WRT linear probing, isn't it problematic? What if abracadabra wasn't actually added and someone asked for it? When do you know when to stop looking? At the end of the table?? So now instead of an O(1) lookup you have a O(n) array.

I presume there is a clever solution here

5. Originally Posted by MK27
The only hash tables I've implemented used either a link list or a b-tree in the bucket, so I'm curious: how do you then find this item later? If I insert a key "abracadabra" and it gets multi-hashed, when someone retrieves abracadabra, do you go thru the same process (try hash1, if that doesn't return abracadabra, try hash2, etc)?
Pretty much.

Seems to me this is no advantage over a linked list but has a clear disadvantage (the number of multi-hashes must still be finite).
No overhead for inserting into a linked list, and potentially faster, depending on speed of hashing and, of course, how much it avoids collisions.

WRT linear probing, isn't it problematic? What if abracadabra wasn't actually added and someone asked for it? When do you know when to stop looking? At the end of the table?? So now instead of an O(1) lookup you have a O(n) array.
I assume that's why linear probing is a dumb algorithm only worth studying for academic purposes, like insertion sort.
The same thing happens on insert: it can take forever (theoretically) to find an empty bucket.

6. Linear probing is rarely implemented in such a way as to result in actual linear performance. Expansion (increase in the number of buckets) is a necessary evil to get good performance out of simple linear probing as with any hypothetical hash table that always expands on collision.

Repeated hashing for hash table implementations mostly come in two forms.

"Double Hashing" (common) uses two entirely different hash algorithms. If the first search fails the second hashing algorithm is recursively called for the next attempts. If the number of tries is the same as the number of buckets you get loose linear behavior, but in practice the number of attempts is significantly less than the number of buckets.

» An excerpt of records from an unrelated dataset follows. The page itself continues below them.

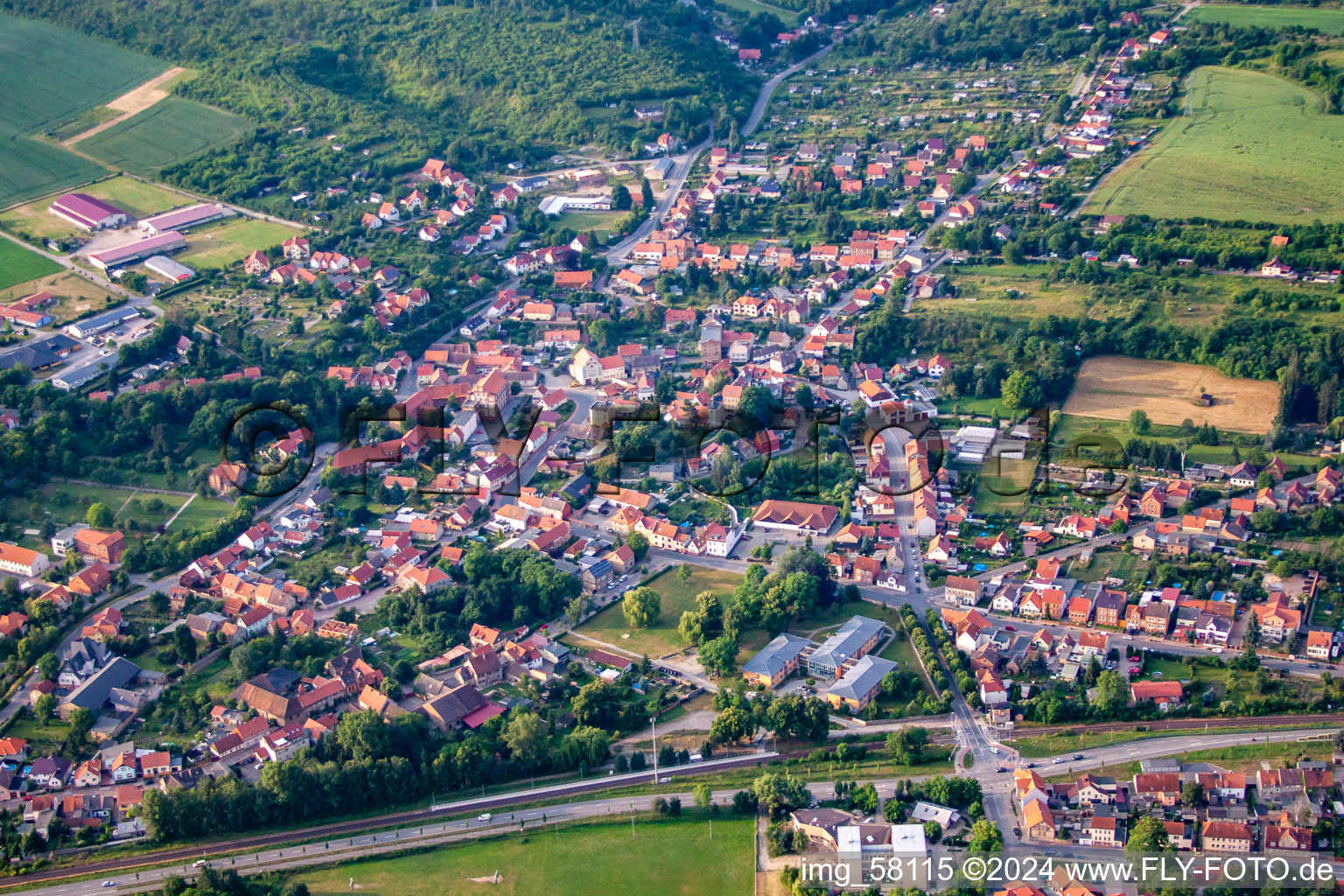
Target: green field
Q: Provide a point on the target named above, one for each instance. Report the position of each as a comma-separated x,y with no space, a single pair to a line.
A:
164,135
677,597
54,75
1246,17
231,242
19,265
1228,156
202,514
666,858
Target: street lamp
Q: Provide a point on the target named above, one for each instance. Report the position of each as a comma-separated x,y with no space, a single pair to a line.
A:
654,722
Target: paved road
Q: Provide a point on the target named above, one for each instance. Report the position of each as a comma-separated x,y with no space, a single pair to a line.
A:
767,89
144,586
682,170
996,785
686,160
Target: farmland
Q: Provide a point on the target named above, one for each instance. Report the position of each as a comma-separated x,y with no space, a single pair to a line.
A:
136,198
1112,387
231,242
1226,158
54,75
19,265
664,858
164,135
1246,17
74,294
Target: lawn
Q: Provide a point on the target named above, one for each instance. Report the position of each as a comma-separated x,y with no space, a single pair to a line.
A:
202,514
231,242
43,740
136,198
66,502
1011,477
677,597
582,222
1228,158
54,75
19,265
1246,17
1105,564
664,858
168,132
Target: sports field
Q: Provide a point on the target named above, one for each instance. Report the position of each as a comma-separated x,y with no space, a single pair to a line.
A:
677,597
1246,17
19,265
168,132
52,75
1228,156
664,858
1112,387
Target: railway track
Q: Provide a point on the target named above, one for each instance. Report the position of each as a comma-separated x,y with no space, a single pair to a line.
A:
1170,724
173,855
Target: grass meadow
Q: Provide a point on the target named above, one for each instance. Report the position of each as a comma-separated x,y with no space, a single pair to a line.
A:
168,132
19,265
1226,158
664,858
54,75
1246,17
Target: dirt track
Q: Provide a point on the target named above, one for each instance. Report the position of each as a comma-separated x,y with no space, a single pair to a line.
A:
130,102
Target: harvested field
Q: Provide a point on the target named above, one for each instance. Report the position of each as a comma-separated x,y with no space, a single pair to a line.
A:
130,102
1112,387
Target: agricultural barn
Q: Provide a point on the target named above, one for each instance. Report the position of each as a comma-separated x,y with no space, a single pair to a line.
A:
135,250
87,213
165,266
183,218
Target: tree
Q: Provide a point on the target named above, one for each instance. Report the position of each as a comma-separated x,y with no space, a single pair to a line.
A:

"Multi-hashing" (uncommon) uses a hash algorithm that requires the hash to be finalized in some specific way. These implementations hash for a specific number of possibilities while only being finalized if a given search doesn't succeed. Generally the values added after processing the actual key are chosen to be uniformly distributed. The number of possibilities is generally fixed for the algorithm instead of the number of buckets so this is rarely linear.

In practice, most any hash table using simple probing may increment a bucket counter on rehashing to account for the existence of the key at a different location. Insertion suffers a constant cost for the already non-constant collision handling algorithm allowing searching to be constant if the key would never be found. Removal of a pair requires walking the table so this strategy isn't really acceptable for a general purpose hash table. This is possible with some repeated hashing strategies (mostly multi-hashing) but problematic or prohibitively expensive depending on the hash algorithms chosen.

That said, the above only applies to fairly simple strategies. If expansion occurs at a given load and the appropriate hash algorithms are used constant time search and insert can be achieved with linear probing.

In other words, linear probing and repeated hashing aren't the algorithm itself; they are strategies that guide the choice of algorithm. Those algorithms range from exceedingly simple (If a bucket isn't available try the very next bucket.) to alarmingly complex (Use this family of hashing functions associated with this mutation box for this number of buckets.).

Soma

7. There is also quadratic probing and other forms of probing that address some of the shortcomings of linear probing all the while introducing their own set of unique issues.

8. Yeah, I'm aware. Anyway, this project has served my needs now, so I'm archiving it.

9. On a side note, the most important advantage to probing hash maps (as opposed to chains or trees or other data structures rooted in the buckets) is its caching and allocation behavior. Dangling a linked list from a bucket means you have to allocate nodes, and they're gonna be all over memory. With probing, the only allocations you do are for the core array.